Over at the Coordination Problem blog Peter Boettke recommends that we read a the new book on the history of game theory by Robert Leonard: Von Neumann, Morgenstern, and The Creation of Game Theory: From Chess to Social Science, 1900–1960 (Cambridge: Cambridge University Press, 2010).
I have read a couple of pages of the book online (pages 16 and 17 to be precise) in which Leonard discusses Ernst Zermelo's contribution to the mathematics of chess. I picked this discussion because I have written on the subject as well. In fact Leonard makes reference to my paper with Ulrich Schwalbe, "Zermelo and the Early History of Game Theory". Games and Economic Behavior, v34 no1, January 2001: 123-37. I have to say that Leonard is one of the few people I have come across that get his discussion of Zermelo right. Most people get Zermelo's Theorem and the proof of it wrong.

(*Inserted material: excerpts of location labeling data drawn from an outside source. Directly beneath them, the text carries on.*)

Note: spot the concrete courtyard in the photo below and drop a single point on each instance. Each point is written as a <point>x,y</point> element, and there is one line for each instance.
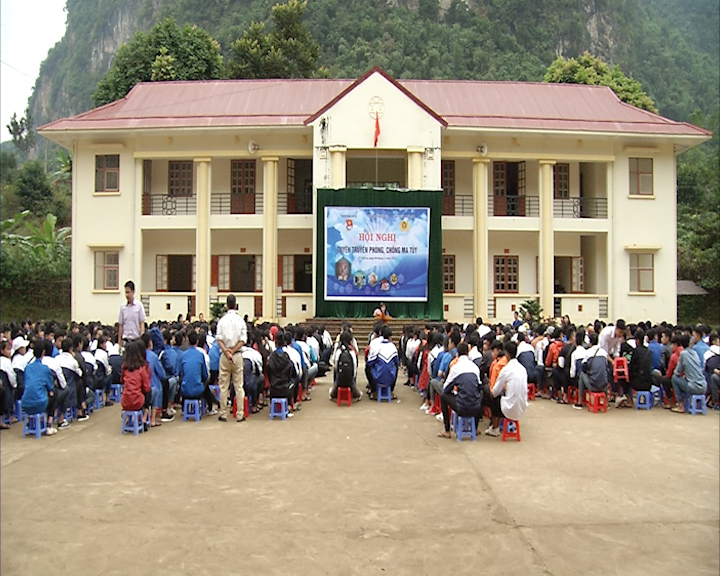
<point>366,490</point>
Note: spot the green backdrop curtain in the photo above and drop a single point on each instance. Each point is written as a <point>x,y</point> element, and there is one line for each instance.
<point>433,308</point>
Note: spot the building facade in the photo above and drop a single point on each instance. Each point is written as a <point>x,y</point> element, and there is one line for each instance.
<point>554,192</point>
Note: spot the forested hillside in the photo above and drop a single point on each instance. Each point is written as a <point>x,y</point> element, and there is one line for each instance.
<point>670,46</point>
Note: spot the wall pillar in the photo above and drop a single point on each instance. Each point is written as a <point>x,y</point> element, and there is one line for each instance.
<point>480,235</point>
<point>270,238</point>
<point>415,161</point>
<point>338,167</point>
<point>202,239</point>
<point>547,239</point>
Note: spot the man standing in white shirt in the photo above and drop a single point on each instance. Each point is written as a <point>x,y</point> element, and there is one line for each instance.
<point>231,337</point>
<point>132,316</point>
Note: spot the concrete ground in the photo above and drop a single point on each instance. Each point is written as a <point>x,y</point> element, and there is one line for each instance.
<point>365,490</point>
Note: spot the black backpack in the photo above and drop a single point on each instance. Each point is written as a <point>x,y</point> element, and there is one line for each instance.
<point>345,368</point>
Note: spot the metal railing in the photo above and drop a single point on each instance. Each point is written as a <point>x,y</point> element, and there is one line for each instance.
<point>518,206</point>
<point>165,205</point>
<point>580,208</point>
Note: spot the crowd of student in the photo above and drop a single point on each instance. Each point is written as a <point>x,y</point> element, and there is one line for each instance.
<point>472,369</point>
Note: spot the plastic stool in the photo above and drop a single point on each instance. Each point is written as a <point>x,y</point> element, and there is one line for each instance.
<point>597,402</point>
<point>696,404</point>
<point>132,422</point>
<point>464,427</point>
<point>278,408</point>
<point>647,400</point>
<point>34,424</point>
<point>657,395</point>
<point>192,409</point>
<point>384,393</point>
<point>511,429</point>
<point>620,369</point>
<point>344,395</point>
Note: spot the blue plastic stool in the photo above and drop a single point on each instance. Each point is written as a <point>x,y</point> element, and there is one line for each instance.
<point>34,424</point>
<point>278,408</point>
<point>384,393</point>
<point>192,409</point>
<point>657,395</point>
<point>116,392</point>
<point>647,400</point>
<point>464,427</point>
<point>132,422</point>
<point>696,404</point>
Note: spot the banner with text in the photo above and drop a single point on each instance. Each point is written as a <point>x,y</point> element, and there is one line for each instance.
<point>376,253</point>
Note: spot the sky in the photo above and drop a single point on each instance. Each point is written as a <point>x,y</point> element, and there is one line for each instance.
<point>28,29</point>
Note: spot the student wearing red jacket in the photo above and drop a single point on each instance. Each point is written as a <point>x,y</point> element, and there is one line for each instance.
<point>136,379</point>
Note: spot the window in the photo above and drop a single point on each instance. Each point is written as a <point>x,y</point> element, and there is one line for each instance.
<point>180,180</point>
<point>449,274</point>
<point>561,180</point>
<point>448,186</point>
<point>506,274</point>
<point>107,270</point>
<point>642,272</point>
<point>242,186</point>
<point>107,173</point>
<point>641,176</point>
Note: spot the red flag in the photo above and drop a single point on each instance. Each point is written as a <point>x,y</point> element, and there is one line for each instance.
<point>377,129</point>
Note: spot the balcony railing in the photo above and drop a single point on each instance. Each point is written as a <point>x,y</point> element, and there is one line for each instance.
<point>166,205</point>
<point>457,205</point>
<point>580,208</point>
<point>227,203</point>
<point>518,206</point>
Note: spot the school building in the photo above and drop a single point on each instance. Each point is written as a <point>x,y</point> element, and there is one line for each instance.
<point>555,192</point>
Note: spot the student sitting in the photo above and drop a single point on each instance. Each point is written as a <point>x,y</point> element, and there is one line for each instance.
<point>345,363</point>
<point>462,391</point>
<point>193,374</point>
<point>383,362</point>
<point>136,380</point>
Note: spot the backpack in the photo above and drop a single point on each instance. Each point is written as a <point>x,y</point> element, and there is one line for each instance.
<point>280,373</point>
<point>345,368</point>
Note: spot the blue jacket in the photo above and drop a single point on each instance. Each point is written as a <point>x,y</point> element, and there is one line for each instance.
<point>157,372</point>
<point>383,363</point>
<point>193,373</point>
<point>38,382</point>
<point>215,354</point>
<point>655,355</point>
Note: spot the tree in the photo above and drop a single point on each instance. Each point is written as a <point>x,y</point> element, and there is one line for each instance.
<point>167,52</point>
<point>33,188</point>
<point>288,51</point>
<point>22,132</point>
<point>589,69</point>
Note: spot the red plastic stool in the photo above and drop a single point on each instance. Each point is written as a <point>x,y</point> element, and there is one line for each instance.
<point>620,369</point>
<point>246,409</point>
<point>597,402</point>
<point>507,433</point>
<point>344,395</point>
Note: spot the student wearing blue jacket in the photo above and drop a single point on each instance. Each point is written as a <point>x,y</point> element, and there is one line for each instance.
<point>193,374</point>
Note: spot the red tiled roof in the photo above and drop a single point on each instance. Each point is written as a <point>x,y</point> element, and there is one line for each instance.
<point>490,105</point>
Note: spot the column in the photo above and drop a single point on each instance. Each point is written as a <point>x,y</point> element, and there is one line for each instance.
<point>480,235</point>
<point>415,176</point>
<point>547,239</point>
<point>202,239</point>
<point>270,232</point>
<point>338,168</point>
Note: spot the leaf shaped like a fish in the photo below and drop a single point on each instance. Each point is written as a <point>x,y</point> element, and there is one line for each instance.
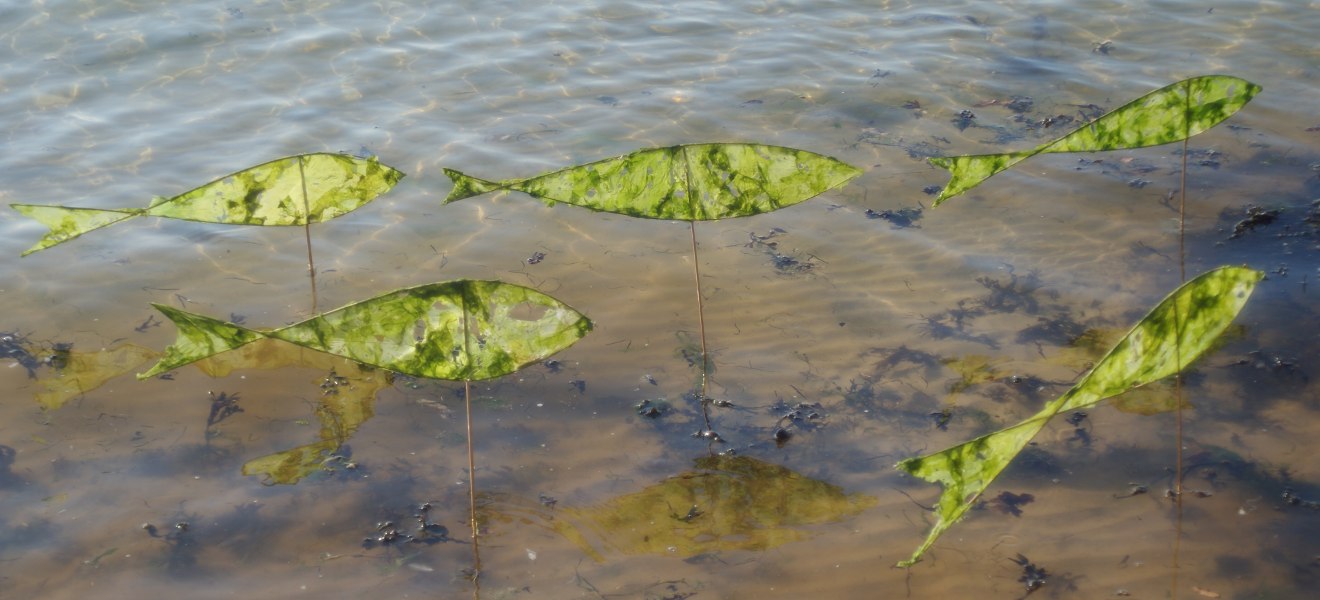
<point>1156,347</point>
<point>685,182</point>
<point>288,191</point>
<point>454,330</point>
<point>726,503</point>
<point>1166,115</point>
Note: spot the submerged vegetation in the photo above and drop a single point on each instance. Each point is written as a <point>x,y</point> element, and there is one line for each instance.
<point>478,330</point>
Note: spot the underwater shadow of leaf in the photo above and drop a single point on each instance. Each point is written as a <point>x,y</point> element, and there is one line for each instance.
<point>726,503</point>
<point>1155,348</point>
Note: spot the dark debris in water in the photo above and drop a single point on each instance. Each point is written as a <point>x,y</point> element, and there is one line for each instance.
<point>421,532</point>
<point>1009,503</point>
<point>1032,576</point>
<point>33,356</point>
<point>1254,216</point>
<point>783,261</point>
<point>652,409</point>
<point>964,120</point>
<point>223,406</point>
<point>902,218</point>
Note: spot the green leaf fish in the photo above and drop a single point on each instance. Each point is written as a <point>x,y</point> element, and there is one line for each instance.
<point>1166,340</point>
<point>287,191</point>
<point>456,330</point>
<point>687,182</point>
<point>1166,115</point>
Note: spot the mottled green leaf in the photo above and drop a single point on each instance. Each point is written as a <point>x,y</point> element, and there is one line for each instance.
<point>1155,348</point>
<point>457,330</point>
<point>726,503</point>
<point>287,191</point>
<point>1166,115</point>
<point>687,182</point>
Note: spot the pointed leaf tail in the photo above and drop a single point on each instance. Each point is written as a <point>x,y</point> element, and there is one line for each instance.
<point>66,223</point>
<point>970,170</point>
<point>1170,338</point>
<point>467,186</point>
<point>198,338</point>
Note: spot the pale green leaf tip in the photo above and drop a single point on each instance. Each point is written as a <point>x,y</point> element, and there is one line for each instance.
<point>1242,282</point>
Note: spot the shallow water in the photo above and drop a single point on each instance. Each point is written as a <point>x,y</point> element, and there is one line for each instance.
<point>107,104</point>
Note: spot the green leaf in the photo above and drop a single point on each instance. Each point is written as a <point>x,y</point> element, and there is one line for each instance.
<point>687,182</point>
<point>457,330</point>
<point>1155,348</point>
<point>287,191</point>
<point>1166,115</point>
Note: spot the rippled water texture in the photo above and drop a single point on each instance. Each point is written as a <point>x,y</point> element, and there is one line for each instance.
<point>985,307</point>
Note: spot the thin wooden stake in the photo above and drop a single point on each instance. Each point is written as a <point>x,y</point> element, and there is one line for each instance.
<point>1178,354</point>
<point>306,231</point>
<point>701,326</point>
<point>471,489</point>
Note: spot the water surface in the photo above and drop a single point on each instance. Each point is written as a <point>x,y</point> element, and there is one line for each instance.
<point>107,104</point>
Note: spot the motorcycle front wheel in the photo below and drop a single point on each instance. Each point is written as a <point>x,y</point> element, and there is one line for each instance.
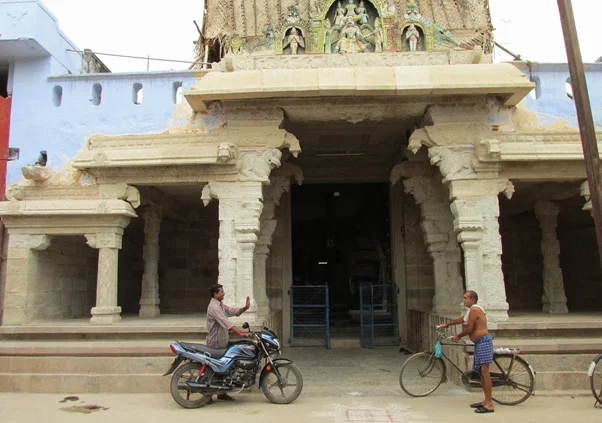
<point>183,394</point>
<point>289,390</point>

In the modern literature on game theory many variant statements of Zermelo's Theorem. Some writers claim that Zermelo showed that Chess is determinate, e.g., Aumann (1989b, p. 1), Eichberger (1993, p. 9), or Hart (1992, p. 30): “In Chess, either White can force a win, or Black can force a win, or both sides can force a draw.” Others state more general propositions under the heading of Zermelo’s theorem, e.g., Mas-Colell et al. (1995, p. 272): “Every finite game of perfect information T_E has a pure strategy Nash equilibrium that can be derived by backward induction. Moreover, if no player has the same payoffs at any two terminal nodes, then there is a unique Nash equilibrium that can be derived in this manner.” Dimand and Dimand (1996, p. 107) claim that Zermelo showed that White cannot lose: “[I]n a finite game, there exists a strategy whereby a first mover ... cannot lose, but it is not clear whether there is a strategy whereby the first mover can win.” These statements are wrong. The questions Zermelo actually addresses are: First, what does it mean for a player to be in a “winning” position and is it possible to define this in an objective mathematical manner; second, if he is in a winning position, can the number of moves needed to force the win be determined?
Leonard gets it right discussing both of Zermelo's questions. If there is one problem Leonard's discussion it is when he writes about Zermelo's proof to do with the second of his questions. Leonard correctly outlines Zermelo's method of proof but does not point out that the proof Zermelo gives is wrong. His theorem is correct and was correctly proved in the 1920s. But this is only a minor point and if the rest of the book is as good as the two pages I have read, albeit a very small sample, then I agree with Boettke that the book would be well worth reading.